9.


 美しい執事に案内された部屋は、ホールの階段を上った先にある、それはだだっ広い空間だった。


 恐らく二階の全部がこの部屋一つなのではないかと思うほどに、大きい。

 先ほどの玄関ホールは縦に広かったが、今度の部屋は横に広かった。


 部屋の窓以外の上下左右全てが白い塗り壁となっており、二階にあるにも関わらず海の青さと空の青さを反射してこの空間を幻想的な、まるで異国の海の中にある宮殿のような錯覚をもたらしていた。



 (自分だったらこの部屋には、国にあるすべての宝石や金貨などの宝物と、酒でいっぱいに満たされた大きなプール、それから国中から集めた美しい女官達を沢山置くだろう)

 そして、その中央に座るのは、もちろんエバンス自身だ。


 そう、この部屋を見た瞬間に思いついたエバンスは、ますますこの館が欲しくてたまらなくなった。

 まだ自分の物になったわけでもないのに、ニヤニヤ笑いが止まらなくなりそうで、慌てて顔面を叩くことで、やっと堪えた。



 だが窓は、外へ向けて解放された大きなものが三枚もあり、エバンスが部屋へ入ると海風が部屋の中をびゅうびゅうと勢いよく吹き抜けて、まるで彼の入室を拒否しているように感じられる。


 これにはホールからここに来るまでの短い間、「呼んで来い」と息巻いたにも関わらず当然の如く主の元に案内されているということにも気づかず、さりとて王子様の顔を崩さなかった彼も、つい顔をしかめずにはいられなかった。


 それにこの部屋の内装で唯一文句があるとすれば、部屋のあちこちに置かれた小さな魔物をかたどった歪な像達だ。

 全部で三体はいるだろうか。

 この美しい部屋の中で、そこだけがやたらと異質な空気を放っている。

 こういういかにも趣味の悪いものが置いてあるから、町人達に誤解されたのではないかと、エバンスは考えた。


 それから部屋の中央には背もたれの深い一本足の木の椅子が、ポツリと外向きに置かれている。

 だが、その深さ故に椅子に人が腰かけているのかどうかは出入り口に立っているエバンスには窺い知ることは出来なかった。


 ちなみに、すっかり白目を向いて気を失ってしまったリューは、今はエバンスの後ろに立つ執事が抱えて連れてきてくれた。

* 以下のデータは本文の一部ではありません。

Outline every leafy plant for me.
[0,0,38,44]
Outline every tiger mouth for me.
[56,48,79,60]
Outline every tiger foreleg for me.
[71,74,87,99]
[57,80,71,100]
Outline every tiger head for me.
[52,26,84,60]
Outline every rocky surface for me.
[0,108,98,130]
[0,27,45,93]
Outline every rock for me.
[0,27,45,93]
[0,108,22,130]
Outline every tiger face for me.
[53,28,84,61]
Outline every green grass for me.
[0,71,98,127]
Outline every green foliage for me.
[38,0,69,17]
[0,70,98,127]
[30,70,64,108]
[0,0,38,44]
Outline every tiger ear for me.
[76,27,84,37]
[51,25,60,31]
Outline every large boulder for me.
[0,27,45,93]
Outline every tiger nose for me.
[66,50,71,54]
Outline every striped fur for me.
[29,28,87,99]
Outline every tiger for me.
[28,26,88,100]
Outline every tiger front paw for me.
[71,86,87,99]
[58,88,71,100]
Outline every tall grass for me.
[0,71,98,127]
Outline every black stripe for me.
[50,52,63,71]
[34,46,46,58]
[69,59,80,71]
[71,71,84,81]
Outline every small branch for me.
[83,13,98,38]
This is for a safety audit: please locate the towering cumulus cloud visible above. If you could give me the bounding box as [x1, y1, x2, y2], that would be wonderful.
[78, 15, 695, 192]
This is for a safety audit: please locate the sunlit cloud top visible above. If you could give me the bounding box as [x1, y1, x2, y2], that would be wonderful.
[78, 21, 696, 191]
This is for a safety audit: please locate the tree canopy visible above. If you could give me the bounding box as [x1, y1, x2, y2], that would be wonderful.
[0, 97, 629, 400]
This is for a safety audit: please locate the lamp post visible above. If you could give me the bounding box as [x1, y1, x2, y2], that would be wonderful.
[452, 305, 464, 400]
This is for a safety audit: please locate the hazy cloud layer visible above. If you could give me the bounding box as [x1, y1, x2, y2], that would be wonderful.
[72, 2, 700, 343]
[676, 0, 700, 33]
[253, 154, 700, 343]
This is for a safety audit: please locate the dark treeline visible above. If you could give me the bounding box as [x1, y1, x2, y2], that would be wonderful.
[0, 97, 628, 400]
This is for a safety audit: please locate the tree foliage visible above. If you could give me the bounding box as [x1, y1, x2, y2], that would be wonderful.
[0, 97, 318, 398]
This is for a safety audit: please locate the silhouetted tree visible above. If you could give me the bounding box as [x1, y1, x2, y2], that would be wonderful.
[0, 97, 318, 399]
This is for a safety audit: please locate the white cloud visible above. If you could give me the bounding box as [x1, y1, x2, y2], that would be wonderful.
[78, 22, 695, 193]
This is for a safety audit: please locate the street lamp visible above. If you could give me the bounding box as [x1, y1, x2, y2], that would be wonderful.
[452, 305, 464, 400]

 この謎の執事は見かけによらず力があるのか、甲冑を身に着ける大柄のリューをものともせず、しかもお姫様抱っこでここまでやってきている。


 悟られないように後ろをそっと伺うと、銀髪の彼は相も変わらず美しい所作で、部屋の隅に申し訳程度に置かれたソファにリューを寝かせようとしているところだった。

 

 これにはこの屋敷同様、ますます彼を手に入れなければならないと感じてしまう。

 一流の、そこらへんの平凡な王とは違うエバンスには、一流の執事や、一流の従者が付き従うのは、当然の話だ。

 少なくとも、リューのように大事な所で気を失ってしまうような、中途半端者ではない。この副団長は肝心な時に役に立たない奴だ、と心根を諸に顔に出し、リューへ向けておいた。



「お初にお目にかかる。

 私はクノープスの第一王子、エバンス・トワイライトだ。

 突如城の東に現れたこの館の主と話がしたくて、こうして伺い参ったのだ」


 始めて会う者への礼儀くらいは弁えているとばかりに、丁寧な口調で語る王子だったが、あくまでも自分が王族だという誇りは欠かすことなく話してみせる。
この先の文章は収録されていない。